第348話 召喚術士 - 不完全の悪魔召喚 -
『――――ヘデラ様、大変ですにゃ』
レメディオスを奔走していると、エコからテレパシー通信が入った。
「どうした」
『北西にあるレメディオス騎士団付近に、男たちが集結しているようです』
「なぜ、そんな所に」
『さあ、分かりませんにゃ』
「エコ、俺に合流しろ」
『いえっさーですにゃ』
ぴょんぴょん屋根を駆けていく。
北西の方はあんまり用がないし、立ち寄らないのだが……おし、いた。
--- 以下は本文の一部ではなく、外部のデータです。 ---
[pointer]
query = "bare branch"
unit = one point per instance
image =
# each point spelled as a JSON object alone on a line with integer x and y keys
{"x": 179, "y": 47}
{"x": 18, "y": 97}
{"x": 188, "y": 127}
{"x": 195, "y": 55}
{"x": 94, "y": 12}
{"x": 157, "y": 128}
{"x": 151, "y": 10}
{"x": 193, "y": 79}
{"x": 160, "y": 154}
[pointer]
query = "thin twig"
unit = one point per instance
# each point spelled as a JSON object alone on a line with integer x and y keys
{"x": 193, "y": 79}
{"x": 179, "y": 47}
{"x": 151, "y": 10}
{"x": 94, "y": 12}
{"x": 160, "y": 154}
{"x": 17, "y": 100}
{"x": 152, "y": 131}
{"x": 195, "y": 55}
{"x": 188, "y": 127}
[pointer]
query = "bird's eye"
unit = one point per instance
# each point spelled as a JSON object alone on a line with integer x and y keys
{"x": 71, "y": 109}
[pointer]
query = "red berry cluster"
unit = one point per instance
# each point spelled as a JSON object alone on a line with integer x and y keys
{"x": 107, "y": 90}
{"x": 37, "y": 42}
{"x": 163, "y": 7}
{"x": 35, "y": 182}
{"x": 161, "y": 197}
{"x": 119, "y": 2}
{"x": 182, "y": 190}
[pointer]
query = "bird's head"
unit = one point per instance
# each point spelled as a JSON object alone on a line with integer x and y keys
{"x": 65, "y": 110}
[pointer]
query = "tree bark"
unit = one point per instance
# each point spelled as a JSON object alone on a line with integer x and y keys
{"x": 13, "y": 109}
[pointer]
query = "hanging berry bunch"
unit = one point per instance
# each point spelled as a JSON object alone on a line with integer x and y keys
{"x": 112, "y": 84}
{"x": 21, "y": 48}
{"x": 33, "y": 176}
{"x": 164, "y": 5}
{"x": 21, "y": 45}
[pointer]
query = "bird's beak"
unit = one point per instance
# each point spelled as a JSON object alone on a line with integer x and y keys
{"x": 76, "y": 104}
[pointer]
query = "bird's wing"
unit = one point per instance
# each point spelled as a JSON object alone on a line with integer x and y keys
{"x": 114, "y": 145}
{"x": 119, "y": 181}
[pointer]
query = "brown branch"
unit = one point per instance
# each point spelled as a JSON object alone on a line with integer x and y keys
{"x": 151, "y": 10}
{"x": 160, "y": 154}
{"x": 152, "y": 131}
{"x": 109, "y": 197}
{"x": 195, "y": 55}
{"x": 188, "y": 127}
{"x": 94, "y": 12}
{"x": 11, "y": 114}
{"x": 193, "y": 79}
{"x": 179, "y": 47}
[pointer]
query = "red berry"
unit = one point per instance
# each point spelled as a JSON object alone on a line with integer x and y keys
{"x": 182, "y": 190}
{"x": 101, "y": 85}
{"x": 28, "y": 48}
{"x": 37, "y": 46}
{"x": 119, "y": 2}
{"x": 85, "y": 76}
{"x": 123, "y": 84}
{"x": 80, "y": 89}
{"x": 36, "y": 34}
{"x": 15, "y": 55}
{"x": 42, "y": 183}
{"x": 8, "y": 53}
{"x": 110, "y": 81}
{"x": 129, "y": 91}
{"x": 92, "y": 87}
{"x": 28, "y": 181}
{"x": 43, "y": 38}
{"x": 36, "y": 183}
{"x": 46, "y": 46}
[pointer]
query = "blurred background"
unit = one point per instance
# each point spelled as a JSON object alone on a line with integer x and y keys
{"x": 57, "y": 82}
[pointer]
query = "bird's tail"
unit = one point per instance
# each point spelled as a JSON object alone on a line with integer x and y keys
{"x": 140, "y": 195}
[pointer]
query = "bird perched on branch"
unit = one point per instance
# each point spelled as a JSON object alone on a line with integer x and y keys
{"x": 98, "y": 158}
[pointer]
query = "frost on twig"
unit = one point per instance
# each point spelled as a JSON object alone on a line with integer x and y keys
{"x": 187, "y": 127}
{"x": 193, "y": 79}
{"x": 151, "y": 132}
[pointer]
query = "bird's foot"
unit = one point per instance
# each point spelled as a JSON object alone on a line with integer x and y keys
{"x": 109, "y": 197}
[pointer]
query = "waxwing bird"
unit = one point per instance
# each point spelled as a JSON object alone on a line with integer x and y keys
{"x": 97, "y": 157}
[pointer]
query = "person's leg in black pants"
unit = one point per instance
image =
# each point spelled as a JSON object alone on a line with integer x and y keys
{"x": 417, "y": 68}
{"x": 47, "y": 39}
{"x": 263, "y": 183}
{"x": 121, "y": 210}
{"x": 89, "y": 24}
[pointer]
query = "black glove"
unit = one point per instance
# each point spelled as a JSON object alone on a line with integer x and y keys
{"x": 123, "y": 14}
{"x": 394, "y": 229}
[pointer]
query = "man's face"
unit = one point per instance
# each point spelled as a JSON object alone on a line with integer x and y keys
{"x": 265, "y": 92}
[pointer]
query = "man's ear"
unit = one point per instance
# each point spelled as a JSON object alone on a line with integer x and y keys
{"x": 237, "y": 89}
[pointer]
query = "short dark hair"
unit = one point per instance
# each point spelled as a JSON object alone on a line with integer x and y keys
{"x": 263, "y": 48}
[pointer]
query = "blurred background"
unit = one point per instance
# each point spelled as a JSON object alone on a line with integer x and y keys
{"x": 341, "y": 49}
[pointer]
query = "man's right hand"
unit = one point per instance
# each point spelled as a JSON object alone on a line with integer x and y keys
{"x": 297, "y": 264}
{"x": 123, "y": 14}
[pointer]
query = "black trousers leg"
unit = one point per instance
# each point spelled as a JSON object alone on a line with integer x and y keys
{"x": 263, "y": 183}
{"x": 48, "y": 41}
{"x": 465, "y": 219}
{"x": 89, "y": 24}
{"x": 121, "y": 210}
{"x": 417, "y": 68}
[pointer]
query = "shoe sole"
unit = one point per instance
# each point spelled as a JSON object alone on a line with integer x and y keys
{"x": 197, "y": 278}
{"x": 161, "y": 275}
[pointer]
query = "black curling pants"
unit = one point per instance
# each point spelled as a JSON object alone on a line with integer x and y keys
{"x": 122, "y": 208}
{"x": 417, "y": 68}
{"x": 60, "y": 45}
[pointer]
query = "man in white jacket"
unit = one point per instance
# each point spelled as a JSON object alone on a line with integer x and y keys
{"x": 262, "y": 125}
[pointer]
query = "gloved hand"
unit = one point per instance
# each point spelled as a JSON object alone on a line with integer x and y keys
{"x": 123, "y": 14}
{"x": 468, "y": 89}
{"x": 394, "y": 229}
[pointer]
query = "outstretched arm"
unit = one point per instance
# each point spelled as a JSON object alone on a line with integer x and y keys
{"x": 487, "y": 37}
黒猫のエコを回収っと。
「にゃー」
「エコ、掴まってろよ!」
◆
レメディオス騎士団前――。
変な服装の男たちが今度は十人ほど。
円形を作って悪魔召喚でもしているような、怪しい儀式を執り行っていた。なんだ、コレ。
「…………」
謎の呪文を唱えると――本当にモンスターが召喚された。こいつらの中に召喚術士がいるのかよ。
「ヘデラ様、大変ですにゃ!」
「なんだ」
「ヤツ等が召喚したのは、カオスエンペラーデーモンです!!」
「……馬鹿な」
ごうっと現れる巨大な悪魔。
背後に悍ましいオーラを漂わせて、こちらをギョロリと睨む。な、なんて気配だ……バケモノだ。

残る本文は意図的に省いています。